A Farm in Marin is a story of migrations—of continents and of people; migrations born of desperation and upheaval, as we see today, but also of hope and ambition. An Earth Calendar is introduced at the outset in which the Earth’s history is condensed into a single year. This forms the foundation of the entire book as the underlying story; Gaia’s story. Above this, geological, cultural and personal histories are layered in a narrative that combines the writer’s experience of the present with portraits of people from across the reaches of time. Each portrait stands alone as a humorous, serious or informative cameo, followed by a background of the times and places. You will meet Homer and Aeneas, Augustine of Hippo, Tariq ibn Ziyad, Petrarch, Jefferson, Franklin, John Sutter, Ralph Waldo Emerson, John Muir and many others.

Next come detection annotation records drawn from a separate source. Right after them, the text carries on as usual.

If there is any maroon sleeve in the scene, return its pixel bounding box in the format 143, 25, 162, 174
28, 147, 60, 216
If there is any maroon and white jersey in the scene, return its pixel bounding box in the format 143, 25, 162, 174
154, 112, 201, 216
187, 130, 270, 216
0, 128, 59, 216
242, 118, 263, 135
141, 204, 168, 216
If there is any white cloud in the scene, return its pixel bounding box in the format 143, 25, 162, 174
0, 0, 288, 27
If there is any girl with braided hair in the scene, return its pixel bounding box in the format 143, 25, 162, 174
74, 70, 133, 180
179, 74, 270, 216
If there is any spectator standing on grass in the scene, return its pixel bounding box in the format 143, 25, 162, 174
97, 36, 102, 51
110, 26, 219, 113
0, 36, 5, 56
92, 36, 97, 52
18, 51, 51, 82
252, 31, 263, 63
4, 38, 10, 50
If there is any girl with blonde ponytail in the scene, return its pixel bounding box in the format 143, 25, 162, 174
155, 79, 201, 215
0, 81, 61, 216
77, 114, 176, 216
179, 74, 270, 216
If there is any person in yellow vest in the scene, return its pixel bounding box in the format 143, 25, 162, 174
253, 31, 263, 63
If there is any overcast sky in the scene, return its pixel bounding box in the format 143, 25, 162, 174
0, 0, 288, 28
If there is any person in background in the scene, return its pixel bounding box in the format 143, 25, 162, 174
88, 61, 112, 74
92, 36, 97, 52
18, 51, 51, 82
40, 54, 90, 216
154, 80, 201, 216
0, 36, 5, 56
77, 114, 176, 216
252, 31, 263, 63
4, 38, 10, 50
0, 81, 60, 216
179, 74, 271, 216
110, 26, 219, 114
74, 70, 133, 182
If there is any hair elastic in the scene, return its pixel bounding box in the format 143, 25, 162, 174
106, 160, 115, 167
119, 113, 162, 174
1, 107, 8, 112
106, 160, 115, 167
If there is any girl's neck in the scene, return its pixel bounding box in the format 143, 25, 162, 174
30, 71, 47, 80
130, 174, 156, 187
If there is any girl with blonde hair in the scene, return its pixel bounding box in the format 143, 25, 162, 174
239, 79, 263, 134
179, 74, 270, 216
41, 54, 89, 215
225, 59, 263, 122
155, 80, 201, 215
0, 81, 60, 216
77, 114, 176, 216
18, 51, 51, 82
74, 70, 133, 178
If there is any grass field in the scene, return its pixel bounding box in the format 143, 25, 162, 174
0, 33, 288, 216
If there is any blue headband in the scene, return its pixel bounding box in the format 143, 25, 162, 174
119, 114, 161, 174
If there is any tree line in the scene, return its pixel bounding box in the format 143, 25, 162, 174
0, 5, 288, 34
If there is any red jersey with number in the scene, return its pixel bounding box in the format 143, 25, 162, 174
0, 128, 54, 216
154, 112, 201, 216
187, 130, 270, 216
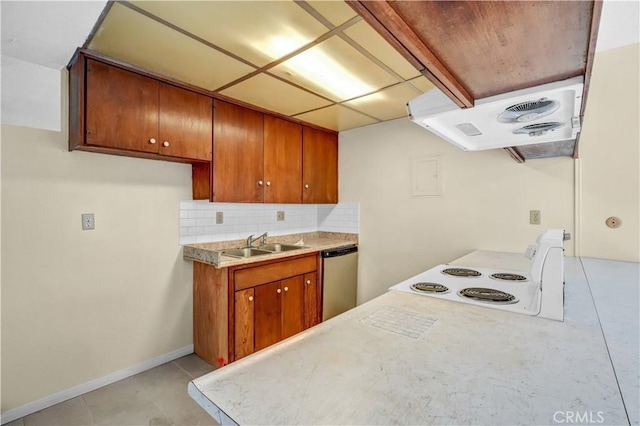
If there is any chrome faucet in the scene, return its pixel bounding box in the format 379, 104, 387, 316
247, 232, 268, 247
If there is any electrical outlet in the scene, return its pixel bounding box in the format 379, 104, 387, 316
529, 210, 540, 225
82, 213, 96, 231
605, 216, 622, 229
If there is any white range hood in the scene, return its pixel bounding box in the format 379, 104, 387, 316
407, 76, 584, 151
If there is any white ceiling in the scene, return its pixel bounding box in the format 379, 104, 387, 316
0, 0, 640, 131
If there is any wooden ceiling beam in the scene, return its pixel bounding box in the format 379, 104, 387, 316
347, 0, 474, 108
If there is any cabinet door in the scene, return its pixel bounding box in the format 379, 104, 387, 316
234, 288, 255, 359
211, 100, 264, 203
158, 83, 213, 161
264, 115, 302, 204
302, 127, 338, 204
303, 272, 321, 329
281, 275, 304, 339
86, 59, 159, 153
254, 281, 282, 351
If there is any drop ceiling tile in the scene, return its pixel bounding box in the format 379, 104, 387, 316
344, 21, 420, 80
270, 36, 397, 101
295, 105, 378, 131
220, 74, 331, 115
89, 3, 254, 90
307, 0, 358, 27
133, 1, 328, 67
343, 83, 420, 121
409, 76, 436, 93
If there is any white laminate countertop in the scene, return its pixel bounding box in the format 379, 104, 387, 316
189, 255, 637, 425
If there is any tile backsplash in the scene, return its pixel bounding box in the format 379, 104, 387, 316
180, 200, 360, 244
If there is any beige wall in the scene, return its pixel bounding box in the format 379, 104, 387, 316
2, 105, 192, 412
339, 44, 640, 303
578, 44, 640, 262
339, 119, 574, 303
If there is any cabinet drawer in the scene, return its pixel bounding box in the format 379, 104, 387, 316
233, 255, 317, 291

Throughout the book, the land itself has been a main character and it comes to the fore as the theme in the last section as San Francisco and Marín meet the challenges of conservation and the future of agriculture, led by several of the families we have followed out of Ticino.

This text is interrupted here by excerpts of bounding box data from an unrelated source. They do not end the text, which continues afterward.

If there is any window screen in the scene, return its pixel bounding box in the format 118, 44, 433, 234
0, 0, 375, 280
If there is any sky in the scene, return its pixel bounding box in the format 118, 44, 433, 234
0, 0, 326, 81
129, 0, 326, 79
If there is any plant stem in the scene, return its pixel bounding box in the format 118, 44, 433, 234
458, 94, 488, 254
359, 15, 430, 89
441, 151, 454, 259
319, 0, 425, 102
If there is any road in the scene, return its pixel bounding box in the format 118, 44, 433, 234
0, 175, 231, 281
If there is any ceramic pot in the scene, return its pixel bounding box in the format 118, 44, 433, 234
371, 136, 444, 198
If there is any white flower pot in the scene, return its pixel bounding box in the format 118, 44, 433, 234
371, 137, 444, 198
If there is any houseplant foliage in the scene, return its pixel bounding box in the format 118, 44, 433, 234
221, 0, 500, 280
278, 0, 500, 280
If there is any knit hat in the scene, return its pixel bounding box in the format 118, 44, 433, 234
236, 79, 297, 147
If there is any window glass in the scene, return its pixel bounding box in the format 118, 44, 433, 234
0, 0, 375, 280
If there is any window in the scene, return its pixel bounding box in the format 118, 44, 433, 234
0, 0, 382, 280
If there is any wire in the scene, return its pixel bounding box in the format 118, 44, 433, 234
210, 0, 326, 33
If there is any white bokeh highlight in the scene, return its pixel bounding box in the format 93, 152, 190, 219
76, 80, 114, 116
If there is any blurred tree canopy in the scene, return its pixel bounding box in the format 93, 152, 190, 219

There is a memoir-like quality in the rhythmic returns to the Present in the author's 1972 cabover camper, “Mr. Fields,” perched over the edge of a creek at Grossi Farms in Sonoma owned by Dominic’s grandson Ed Grossi and his wife Susie. These sections unfold as a layer with a story line of its own. Ed Grossi was born on the farm in Marín and was the first to tell me its story.
A Farm in Marin is a cultural riff through time; a tapestry of stories that present a new experience of the Gaia Enterprise—our planetary history viewed through the lens of Western culture and scientific discovery, given depth and breadth by these unusual perspectives. The stories around Dominic’s emigration from Ticino, Switzerland to the farm in Marin become the fractal of the larger emigration from there that would eventually dominate the dairy industry of Point Reyes; an emigration story that lies in the history of so many people on the planet.
-- Sheri Ritchlin
That a person is made of more than cells and sinew, more than genes and a personal history, but also of the deep earth fires and tides and the movements of distant stars; of galaxies and earthly plates colliding; of early ancestors, names unknown, who tread the paths worn smooth with human exploration, longing and despair; of the debris of fallen civilizations; tales of their heroes and their villains, who warp the shape of psychic cells with whorls and furrows; of luminous souls who have kept a lamp burning in the galactic dark to signal our presence and our project… We, the unique creatures of Earth, this living blue and green garden sailing about the Sun.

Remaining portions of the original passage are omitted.